[RFC PATCH 2/8] Documentation: arm: define DT cpu capacity bindings

Juri Lelli juri.lelli at arm.com
Fri Dec 11 02:09:19 PST 2015


Hi,

On 10/12/15 14:14, Dietmar Eggemann wrote:
> On 01/12/15 11:20, Juri Lelli wrote:
> > Hi Vincent,
> > 
> > On 30/11/15 10:59, Vincent Guittot wrote:
> >> Hi Juri,
> >>
> >> On 24 November 2015 at 11:54, Juri Lelli <juri.lelli at arm.com> wrote:
> 
> [...]
> 
> >>>>> +==========================================
> >>>>> +3 - capacity-scale
> >>>>> +==========================================
> >>>>> +
> >>>>> +CPUs capacities are defined with respect to capacity-scale property in the cpus
> >>>>> +node [1]. The property is optional; if not defined a 1024 capacity-scale is
> >>>>> +assumed. This property defines both the highest CPU capacity present in the
> >>>>> +system and granularity of CPU capacity values.
> >>>>
> >>>> I don't really see the point of this vs. having an absolute scale.
> >>>>
> >>>
> >>> IMHO, we need this for several reasons, one being to address one of your
> >>> concerns below: vendors are free to choose their scale without being
> >>> forced to publish absolute data. Another reason is that it might make
> >>> life easier in certain cases; for example, someone could implement a
> >>> system with a few clusters of, say, A57s, but some run at half the clock
> >>> of the others (e.g., you have a 1.2GHz cluster and a 600MHz cluster); in
> >>> this case I think it is just easier to define capacity-scale as 1200 and
> >>> capacities as 1200 and 600. Last reason that I can think of right now is
> >>> that we don't probably want to bound ourself to some particular range
> >>> from the beginning, as that range might be enough now, but it could
> >>> change in the future (as in, right now [1-1024] looks fine for
> >>> scheduling purposes, but that might change).
> >>
> >> Like Rob, i don't really see the benefit of this optional
> >> capacity-scale property.
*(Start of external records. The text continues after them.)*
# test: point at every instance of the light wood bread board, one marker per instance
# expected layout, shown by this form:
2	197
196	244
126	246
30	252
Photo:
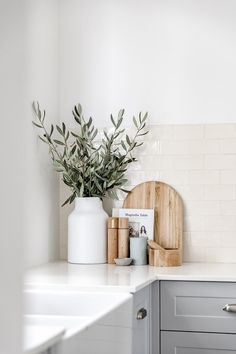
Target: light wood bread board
168	213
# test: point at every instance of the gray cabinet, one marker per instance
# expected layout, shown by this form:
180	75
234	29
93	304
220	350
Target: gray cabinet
141	322
192	320
197	306
197	343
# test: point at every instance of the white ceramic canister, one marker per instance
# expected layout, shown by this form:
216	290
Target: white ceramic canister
87	232
138	250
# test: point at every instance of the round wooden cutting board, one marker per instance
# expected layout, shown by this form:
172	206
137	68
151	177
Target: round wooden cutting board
168	211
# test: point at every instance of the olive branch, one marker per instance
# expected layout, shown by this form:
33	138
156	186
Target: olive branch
90	169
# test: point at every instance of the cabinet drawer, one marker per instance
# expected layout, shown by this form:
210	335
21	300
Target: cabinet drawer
197	306
197	343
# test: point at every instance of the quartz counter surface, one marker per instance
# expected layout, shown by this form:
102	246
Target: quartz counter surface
106	277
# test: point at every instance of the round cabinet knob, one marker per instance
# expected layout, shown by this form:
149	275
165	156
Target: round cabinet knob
141	314
230	308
Parsing the capacity of all cpu nodes should
> >> give you a range as well.
> >> IMHO, this property looks like an optimization of the code that will
> >> parse the dt more than a HW description
> >>
> > 
> > I agree that we can come up with the same information just looking at
> > the biggest capacity value of all CPUs and treat that value as
> > capacity-scale. I just thought that having that explicit made things
> > clearer, as it could be not easy to immediately see from a DT with many
> > CPUs which is the biggest capacity value. But, yes, we could remove that
> > anyway.
> 
> +1! This capacity-scale complicates things unnecessarily. It was hard
> for me to understand the meaning of it. Your 2. example sets
> 'capacity-scale = <2>' but also 'capacity = <2>' for cpu[01] and
> 'capacity = <1>' for cpu[23]. This can be easily replaced by 'capacity =
> <1024>' for cpu[01] and 'capacity = <512>' for cpu[23]. Much more
> readable, as it was mentioned already in this thread.
> 
> I understand that we don't want to limit the range of capacity values in
> the dt file to [1..1024] nor enforce that the cpu w/ the highest
> capacity has to have the value of 1024 in the dt file so the scheduler
> has to scale accordingly if we want to limit capacity to its supported
> capacity range (like with EAS [1..1024]).
> 

OK, I guess I can easily remove capacity-value and simply normalize CPU
capacities w.r.t. the highest capacity in the DT.